Is the test time the phase when the model's accuracy is calculated with test data set?

3

When papers talk about the "test time", does this mean the phase when the model is passed with new data instances to derive the accuracy of the test data set? Or is "test time" the phase when the model is fully trained and launched for real-world input data?

MJimitater

Posted 2020-05-13T08:55:40.750

Reputation: 133

Answers

2

If it is not defined otherwise, testing is the phase where the model is passed with new data instances to derive the score of the test set. It should not be confused with validation set.

A validation dataset is a sample of data held back from training your model that is used to give an estimate of model skill while tuning model’s hyperparameters during training. There are a lot of methods of validation with k-fold cross-validation being one of the most popular.

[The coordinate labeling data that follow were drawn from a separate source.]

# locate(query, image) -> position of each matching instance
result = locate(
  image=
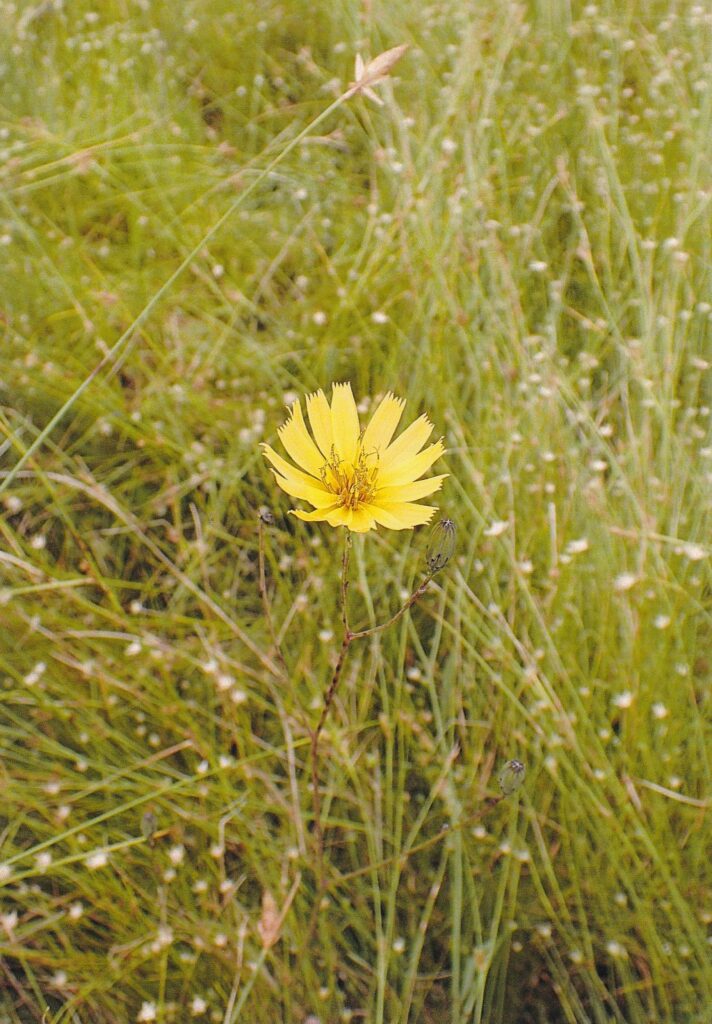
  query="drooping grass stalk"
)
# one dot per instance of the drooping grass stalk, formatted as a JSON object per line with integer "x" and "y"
{"x": 123, "y": 340}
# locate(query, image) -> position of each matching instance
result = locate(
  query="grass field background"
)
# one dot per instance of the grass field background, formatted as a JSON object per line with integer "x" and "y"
{"x": 518, "y": 243}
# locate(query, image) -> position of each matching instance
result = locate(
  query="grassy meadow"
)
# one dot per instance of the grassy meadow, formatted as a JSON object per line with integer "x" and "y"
{"x": 518, "y": 243}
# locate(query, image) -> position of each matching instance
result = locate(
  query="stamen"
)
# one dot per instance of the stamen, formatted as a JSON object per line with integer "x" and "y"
{"x": 352, "y": 484}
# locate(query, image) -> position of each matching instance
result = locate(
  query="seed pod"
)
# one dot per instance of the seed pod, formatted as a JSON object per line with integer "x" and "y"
{"x": 441, "y": 546}
{"x": 511, "y": 776}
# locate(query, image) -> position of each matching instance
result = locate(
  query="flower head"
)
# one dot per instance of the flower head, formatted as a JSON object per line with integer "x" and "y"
{"x": 352, "y": 477}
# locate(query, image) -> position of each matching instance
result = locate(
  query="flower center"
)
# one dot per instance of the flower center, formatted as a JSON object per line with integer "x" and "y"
{"x": 352, "y": 484}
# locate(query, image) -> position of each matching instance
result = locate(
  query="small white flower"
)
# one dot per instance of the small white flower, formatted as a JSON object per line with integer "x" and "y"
{"x": 164, "y": 936}
{"x": 616, "y": 949}
{"x": 9, "y": 921}
{"x": 695, "y": 552}
{"x": 624, "y": 582}
{"x": 43, "y": 860}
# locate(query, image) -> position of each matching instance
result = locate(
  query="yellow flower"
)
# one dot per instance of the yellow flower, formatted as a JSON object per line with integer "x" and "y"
{"x": 351, "y": 477}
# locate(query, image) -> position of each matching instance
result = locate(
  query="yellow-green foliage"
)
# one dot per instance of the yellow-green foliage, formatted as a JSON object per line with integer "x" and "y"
{"x": 518, "y": 243}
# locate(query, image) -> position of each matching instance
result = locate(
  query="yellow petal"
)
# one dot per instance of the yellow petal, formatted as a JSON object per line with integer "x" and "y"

In k-fold cross-validation, the original training set is randomly partitioned into k equal sized subsamples. Of the k subsamples, a single subsample is retained as the validation data for validating the model, and the remaining k − 1 subsamples are used as training data. The cross-validation process is then repeated k times, with each of the k subsamples used exactly once as the validation data for the each epoch. The k results can then be averaged to produce a single estimation. The advantage of this method over repeated random sub-sampling is that all observations are used for both training and validation, and each observation is used for validation exactly once.

The validation dataset is different from the test set that is also held back from the training of the model, but is instead used to give an unbiased estimate of the skill of the final tuned model when comparing or selecting between final models.

ddaedalus

Posted 2020-05-13T08:55:40.750

Reputation: 440